Он сидел в коридоре парикмахерской и ждал жену. Через раскрытую дверь видна была тесная, перегороженная зеркальными барьерами зала, где три… где три его ровесницы корчились в руках могучих белокурых фурий. Можно ли назвать дамами то, что множилось в зеркалах? С возрастающим ужасом вглядывался Василий Михайлович в то, что сидело ближе к нему. Кудрявая сирена, крепко упершись ногами в пол, схватила это за голову и, оттянув ее назад, на придвинутый жестяной желоб, плеснула кипятком – взвился пар; бешено взмылила пену; снова пар, и не успел Василий Михайлович привстать и крикнуть, как она уже, навалившись, душила свою жертву белой вафельной простыней. Он перевел взгляд. В другом кресле – боже мой – к побагровевшей, очень довольной, впрочем, голове, утыканной словно бы штырями, триодами, сопротивлениями, тянулись длинные провода… В третьем кресле он, вглядевшись, узнал Евгению Ивановну и пошел в ее сторону. То, что дома казалось ее волосами, теперь съежилось, кожа обнажилась, и женщина в белом халате тыкала туда жижицей на палочке. Удушливо пахло.
– Куда в пальто!!! – крикнуло несколько голосов.
– Женя, я все-таки пока пройдусь, сделаю кружочек, – махнул рукой Василий Михайлович. С утра он чувствовал слабость в ногах, бухало сердце и хотелось пить.
В фойе в больших кастрюлях росли какие-то жесткие зеленые сабли эфесами в землю, со стен глядели фотографии небывалых существ с нехорошими намеками во взгляде, а на головах-то! – башни, торты, крученые рога, или, как на пюре в столовках, – волны. Вот одной из таких хочет быть Евгения Ивановна.
Дул холодный ветер, и мелко, сухо сыпало с неба. День был темный, пустой, короткий, вечер родился уже на рассвете. В маленьких магазинчиках ярко, уютно горел свет. На углу прилепилась крохотная, сияющая, благоуханная лавчонка, коробка с чудесами. Да разве войдешь: все навалились друг на друга, тянутся с чеками через головы, хватают маленькое что-то. Толстуху задавили в дверях, она цепляется за притолоку, ее сносит встречным потоком.

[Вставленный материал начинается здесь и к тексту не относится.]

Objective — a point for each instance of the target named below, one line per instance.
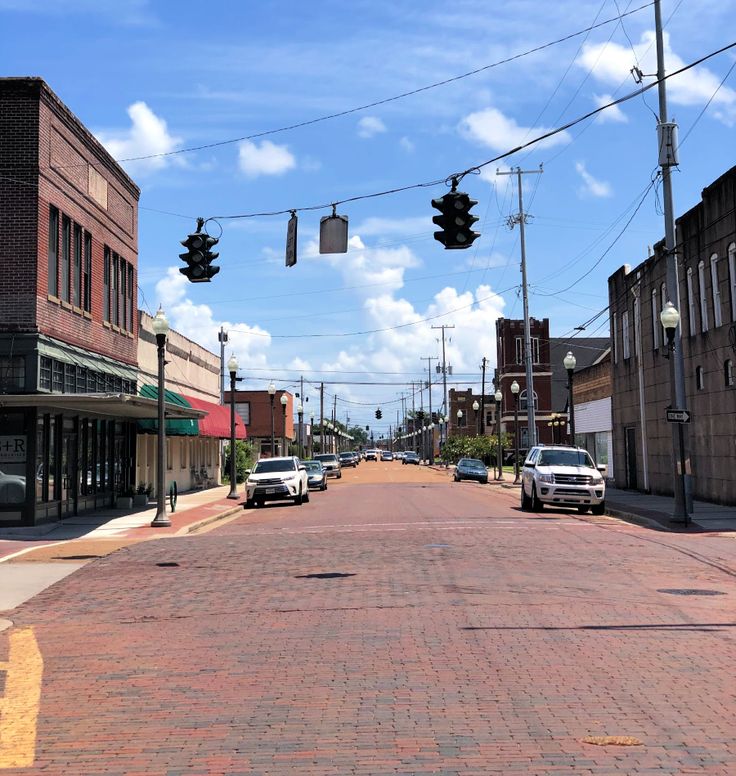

– Датте вытти! Да датте же вытти!
– Что там?
– Блеск для губ!
Василий Михайлович вклинился в толчею. Женщина, женщина, есть ли ты?.. Что ты такое?.. Высоко на вершине на сибирском дереве испуганно блестит глазами твоя шапка; корова в муках рожает дитя – тебе на сапоги; с криком оголяется овца, чтобы ты могла согреться ее волосами; в предсмертной тоске бьется кашалот, рыдает крокодил, задыхается в беге обреченный леопард. Твои розовые щеки – в коробках с летучей пыльцой, улыбки – в золотых футлярах с малиновой начинкой, гладкая кожа – в тюбиках с жиром, взгляд – в круглых прозрачных банках… Он купил для Евгении Ивановны пачку ресниц.
…Все предрешено и в сторону не свернуть – вот что мучило Василия Михайловича. И жен не выбирают, они сами, неизвестно откуда взявшись, возникают рядом с вами, и вот вы уже бьетесь в сетях с мелкими ячейками, опутаны по рукам и ногам, и вас, стреноженного, с кляпом во рту, обучают тысячам тысяч удушающих подробностей преходящего бытия, ставят на колени, подрезают крылья, и тьма сгущается, а солнце и луна все бегут и бегут, догоняя друг друга, по кругу, по кругу, по кругу.
Василию Михайловичу открылось, чем чистить ложки и какова сравнительная физиология котлеты и тефтели; он помнил наизусть печально короткий срок жизни сметаны, и в его обязанности входило уничтожить ее при первых же признаках начинающейся агонии; он знал месторождения мочалок и веников, профессионально различал крупы, держал в голове все залоговые цены на стеклянную посуду и каждую осень протирал оконные стекла нашатырем, чтобы в корне уничтожить морозные вишневые сады, что собирались вырасти к зиме.
Иногда Василий Михайлович представлял себе, что вот, он доживет эту жизнь и начнет новую, в другом обличье. Он придирчиво выбирал себе возраст, эпоху, внешность; то ему хотелось родиться пламенным южным юношей, то средневековым алхимиком, то дочкой миллионера, то любимым котом вдовы, то персидским царем. Василий Михайлович прикидывал, выбирал, капризничал, ставил условия, ударялся в амбицию, забраковывал все предложенные варианты, требовал гарантий, дулся, уставал, терял ход мысли и, откинувшись в кресле, долго глядел в зеркало на себя – одного-единственного.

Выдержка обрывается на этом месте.